The executable program for the Iexplore.exe process is located in the C:programfilesinternetexplorer directory, and in other directories it is a virus unless you transfer the folder. In addition, sometimes we find that without the Internet Explorer, the iexplore.exe process still exists in the system, which can be divided into two cases: 1. Virus fake Iexplore.exe process name. 2. The virus secretly in the background through iexplore.exe do bad things. So this situation is still quickly use anti-virus software to kill it.

rundll32.exe

The process names that are often posed by viruses are: Rundl132.exe, Rundl32.exe. The role of rundll32.exe in the system is to execute internal functions in the DLL file, and how many Rundll32.exe processes exist in the system, indicating how many DLL files Rundll32.exe started. In fact rundll32.exe we will often use, he can control some of the system's DLL files, for example, at the command prompt to enter "Rundll32.exeuser32.dll,lockworkstation", after the carriage return, The system will quickly switch to the login interface. The Rundll32.exe path is "C:windowssystem32" and in other directories it can be determined to be a virus.

The process names that are often posed by viruses are: Spoo1sv.exe, Spolsv.exe. Spoolsv.exe is the executable program of the system service "Printspooler", which manages all local and network print queues and controls all printing work. If this service is deactivated, printing on your computer will not be available, and the Spoolsv.exe process will also disappear from your computer. If you don't have a printer device, turn off the service and save system resources. After stopping and shutting down the service, if the Spoolsv.exe process still exists in the system, it must be a virus disguise.

Limited to space, the introduction of common processes here, we usually in the process of inspection if found suspicious, as long as the basis of two points to judge:

1. Carefully check the filename of the process;

2. Check its path.

Through these two points, the general virus process will certainly show a slip.

Find a good helper for the management process.

The system's built-in task manager function is too weak to be a virus-killing device. So we can use professional process management tools, such as Procexp. Procexp can differentiate between system processes and general processes, and differentiate them in different colors, leaving the virus processes of counterfeit system processes nowhere to be hid.

After the procexp is run, the process is divided into two large chunks, and the "systemidleprocess" subordinate process belongs to the system process, and Explorer.exe "subordinate processes belong to the general process." We have introduced the system process Svchost.exe, Winlogon.exe and so on are subordinate to "systemidleprocess", if you are "explorer.exe" Found in the Svchost.exe, so needless to say, the virus is certainly fake. Through some of the above introduction. I believe that after the process of the virus and Trojan also has a lot of understanding, can also be used to kill the Trojan horse.

Contact Us

The content source of this page is from Internet, which doesn't represent Alibaba Cloud's opinion; products and services mentioned on that page don't have any relationship with Alibaba Cloud. If the content of the page makes you feel confusing, please write us an email, we will handle the problem within 5 days after receiving your email.

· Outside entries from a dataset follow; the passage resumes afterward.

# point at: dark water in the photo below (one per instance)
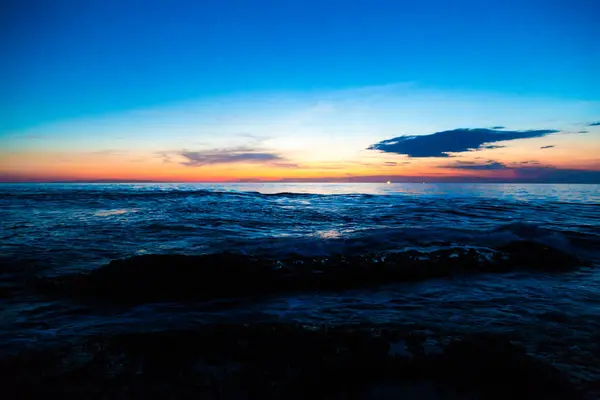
(56, 229)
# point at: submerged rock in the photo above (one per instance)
(281, 361)
(177, 277)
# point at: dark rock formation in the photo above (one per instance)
(177, 277)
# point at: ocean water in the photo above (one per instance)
(53, 230)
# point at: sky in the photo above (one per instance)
(300, 90)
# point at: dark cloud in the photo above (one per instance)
(440, 144)
(228, 156)
(489, 166)
(519, 175)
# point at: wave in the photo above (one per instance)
(151, 278)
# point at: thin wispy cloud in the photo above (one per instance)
(489, 166)
(233, 155)
(441, 144)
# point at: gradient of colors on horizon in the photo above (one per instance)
(300, 90)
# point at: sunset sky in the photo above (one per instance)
(505, 90)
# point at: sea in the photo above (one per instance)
(53, 230)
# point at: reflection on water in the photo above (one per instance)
(504, 191)
(106, 213)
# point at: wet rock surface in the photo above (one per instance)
(284, 361)
(178, 277)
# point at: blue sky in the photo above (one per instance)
(89, 63)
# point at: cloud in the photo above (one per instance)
(233, 155)
(530, 162)
(440, 144)
(489, 166)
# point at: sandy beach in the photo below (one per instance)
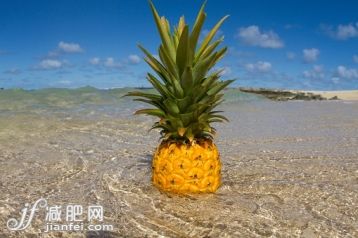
(343, 95)
(289, 168)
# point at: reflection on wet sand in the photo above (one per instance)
(289, 169)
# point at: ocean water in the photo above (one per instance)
(289, 168)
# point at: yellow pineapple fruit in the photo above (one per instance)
(187, 92)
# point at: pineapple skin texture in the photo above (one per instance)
(184, 169)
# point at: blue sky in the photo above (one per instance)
(276, 44)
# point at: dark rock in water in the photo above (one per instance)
(281, 95)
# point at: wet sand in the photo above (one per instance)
(290, 169)
(344, 95)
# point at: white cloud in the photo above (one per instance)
(355, 58)
(252, 35)
(347, 31)
(134, 59)
(317, 72)
(69, 47)
(310, 55)
(342, 32)
(95, 61)
(12, 71)
(290, 55)
(226, 70)
(347, 73)
(50, 64)
(260, 66)
(111, 63)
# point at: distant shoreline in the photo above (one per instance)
(307, 95)
(273, 94)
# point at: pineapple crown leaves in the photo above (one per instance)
(187, 91)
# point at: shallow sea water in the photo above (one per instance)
(290, 169)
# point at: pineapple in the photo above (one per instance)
(187, 93)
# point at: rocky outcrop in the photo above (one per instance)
(283, 95)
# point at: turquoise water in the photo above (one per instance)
(17, 100)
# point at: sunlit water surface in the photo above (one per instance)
(290, 169)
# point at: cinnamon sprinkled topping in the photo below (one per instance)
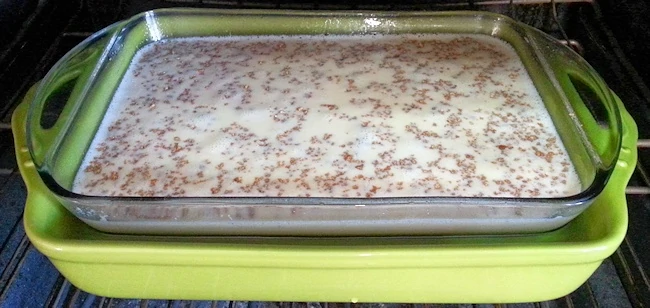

If you find any instances of plagiarism from the community, please send an email to: info-contact@alibabacloud.com and provide relevant evidence. A staff member will contact you within 5 working days.

A Free Trial That Lets You Build Big!

Start building with 50+ products and up to 12 months usage for Elastic Compute Service

  • Sales Support

    1 on 1 presale consultation

  • After-Sales Support

    24/7 Technical Support 6 Free Tickets per Quarter Faster Response

  • Alibaba Cloud offers highly flexible support services tailored to meet your exact needs.